All four Helnwein children share their parents’ gothic spirit. The eldest, 37-year-old Cyril, lives in the castle with his model-musician wife and their three children. He assists Gottfried six days a week and is also a photographer in his own right (he met his wife when she posed for his “Ethereal” series). His latest body of work includes crass visual puns such as “Feelin’ Horny,” which features a nude model with antlers mounted on the wall behind her head. Mercedes, a 35-year-old writer, painter and filmmaker with red hair and the palest skin, now lives in Los Angeles, where she makes darkly sexy oil pastels from photographs she buys online. Ali, 32, is a violinist and Grammy- and Emmy-winning composer who also lives in L.A., where he has founded a chamber orchestra and scores independent films. The youngest, 27-year-old Wolfgang Amadeus (who goes by his middle name), writes sparse prose inspired by Elizabeth Bishop, Raymond Chandler and Sylvia Plath.
“We’re not the Kardashians or the Hiltons,” said Cyril, who recalls being bandaged, his face smeared with fake blood, while modeling for his father. “But for me, it was an everyday thing. Kids play dress-up. This was just a different kind.” Mercedes added drily, “We’ve never been particularly cheerful.” Despite having spent time in the company of Gottfried’s famous friends and collaborators — including Muhammad Ali, Keith Haring, Michael Jackson, Sean Penn, Lou Reed, Andy Warhol, William S. Burroughs and Charles Bukowski (who, after meeting the Helnwein clan, gave them one of his books signed with the words “Thanks for the strange evening”) — they said their lives have felt rather normal. “We just didn’t know any different,” Cyril said. “I think children have this innate artistic ability that’s kind of hammered out of them over time. We never had it hammered out of us.” Today, a new generation of Helnweins are posing for Gottfried and making their own paintings in his light-filled home studio.
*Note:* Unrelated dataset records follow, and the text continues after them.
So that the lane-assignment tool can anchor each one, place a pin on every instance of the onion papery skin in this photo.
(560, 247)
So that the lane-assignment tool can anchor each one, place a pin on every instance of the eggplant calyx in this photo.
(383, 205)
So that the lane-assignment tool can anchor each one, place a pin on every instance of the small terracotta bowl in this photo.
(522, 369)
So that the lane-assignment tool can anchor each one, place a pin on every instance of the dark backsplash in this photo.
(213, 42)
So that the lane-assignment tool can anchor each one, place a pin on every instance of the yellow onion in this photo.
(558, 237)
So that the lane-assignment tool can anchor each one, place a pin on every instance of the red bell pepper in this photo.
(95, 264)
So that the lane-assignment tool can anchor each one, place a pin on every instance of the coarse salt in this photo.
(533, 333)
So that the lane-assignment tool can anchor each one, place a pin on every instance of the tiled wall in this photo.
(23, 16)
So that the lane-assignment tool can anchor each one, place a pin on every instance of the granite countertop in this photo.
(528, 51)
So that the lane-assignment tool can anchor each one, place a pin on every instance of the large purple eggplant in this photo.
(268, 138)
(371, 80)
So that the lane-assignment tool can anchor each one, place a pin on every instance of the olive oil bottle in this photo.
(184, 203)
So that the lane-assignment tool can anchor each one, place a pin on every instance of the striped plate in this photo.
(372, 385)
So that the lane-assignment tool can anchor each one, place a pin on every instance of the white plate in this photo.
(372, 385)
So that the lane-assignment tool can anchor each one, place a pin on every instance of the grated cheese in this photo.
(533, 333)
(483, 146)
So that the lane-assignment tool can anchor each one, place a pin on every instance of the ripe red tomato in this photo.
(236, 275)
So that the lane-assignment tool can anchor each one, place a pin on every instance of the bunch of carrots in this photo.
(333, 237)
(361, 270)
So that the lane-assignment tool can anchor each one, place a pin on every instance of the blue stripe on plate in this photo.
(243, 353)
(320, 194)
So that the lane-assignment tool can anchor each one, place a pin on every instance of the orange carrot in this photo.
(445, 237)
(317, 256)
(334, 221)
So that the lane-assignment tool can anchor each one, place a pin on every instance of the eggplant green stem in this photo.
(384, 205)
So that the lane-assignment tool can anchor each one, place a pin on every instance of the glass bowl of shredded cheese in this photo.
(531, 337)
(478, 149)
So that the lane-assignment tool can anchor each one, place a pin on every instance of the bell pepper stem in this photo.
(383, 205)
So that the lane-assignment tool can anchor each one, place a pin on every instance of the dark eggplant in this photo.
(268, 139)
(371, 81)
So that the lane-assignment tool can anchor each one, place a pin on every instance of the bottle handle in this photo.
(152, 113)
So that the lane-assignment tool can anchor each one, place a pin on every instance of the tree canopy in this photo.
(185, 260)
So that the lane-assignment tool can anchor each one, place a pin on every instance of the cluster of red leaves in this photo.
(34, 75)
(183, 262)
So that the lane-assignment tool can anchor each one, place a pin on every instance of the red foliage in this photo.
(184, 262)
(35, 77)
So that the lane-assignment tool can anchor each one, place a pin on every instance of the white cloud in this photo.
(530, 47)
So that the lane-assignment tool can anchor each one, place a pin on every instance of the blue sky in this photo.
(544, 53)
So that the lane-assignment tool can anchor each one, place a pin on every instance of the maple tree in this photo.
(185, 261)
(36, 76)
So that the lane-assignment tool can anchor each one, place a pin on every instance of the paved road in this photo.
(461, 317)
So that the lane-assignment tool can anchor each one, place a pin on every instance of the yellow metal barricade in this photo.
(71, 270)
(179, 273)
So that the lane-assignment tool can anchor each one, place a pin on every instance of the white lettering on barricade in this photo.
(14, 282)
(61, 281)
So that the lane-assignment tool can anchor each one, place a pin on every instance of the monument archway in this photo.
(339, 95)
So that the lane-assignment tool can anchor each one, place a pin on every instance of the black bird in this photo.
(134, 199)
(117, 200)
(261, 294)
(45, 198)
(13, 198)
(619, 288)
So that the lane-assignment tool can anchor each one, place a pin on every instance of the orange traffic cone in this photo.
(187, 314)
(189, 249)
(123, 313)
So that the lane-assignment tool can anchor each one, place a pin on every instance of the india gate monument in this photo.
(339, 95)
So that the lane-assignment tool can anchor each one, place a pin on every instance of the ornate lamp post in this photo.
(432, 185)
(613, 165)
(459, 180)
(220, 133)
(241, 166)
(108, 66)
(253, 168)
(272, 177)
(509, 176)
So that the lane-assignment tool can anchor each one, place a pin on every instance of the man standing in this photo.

Gottfried’s grandchildren aren’t the only ones who seem increasingly comfortable with his work. Last year, he opened his largest retrospective to date at Vienna’s Albertina Museum — a place normally “reserved for Rembrandts,” he said — and, to his surprise, it was among the most successful shows of a living artist ever staged there. He’s now thinking about renting a studio to make art in the city he vowed never to return to. It would be a big move for Gottfried, who has grown quite fond of pastoral Ireland. “It’s my home,” he said. “It’s where I belong.”
After the dinner table had been cleared, Renate suggested we go for a quick drink at Nagles, a roadside bed-and-breakfast about a mile down the road. But Gottfried was tired. “Maybe another night,” he said, before retiring to his room with Renate. Cyril, too, excused himself to put his kids to bed. But Ali, Amadeus and Mercedes had other plans. While Ali and Mercedes finished the song they’d been slowly playing at the piano, Amadeus pulled out three elaborate masks, handmade from cardboard and painted to look like nightmarish creatures with sharp teeth and beady eyes. It was time for a stroll.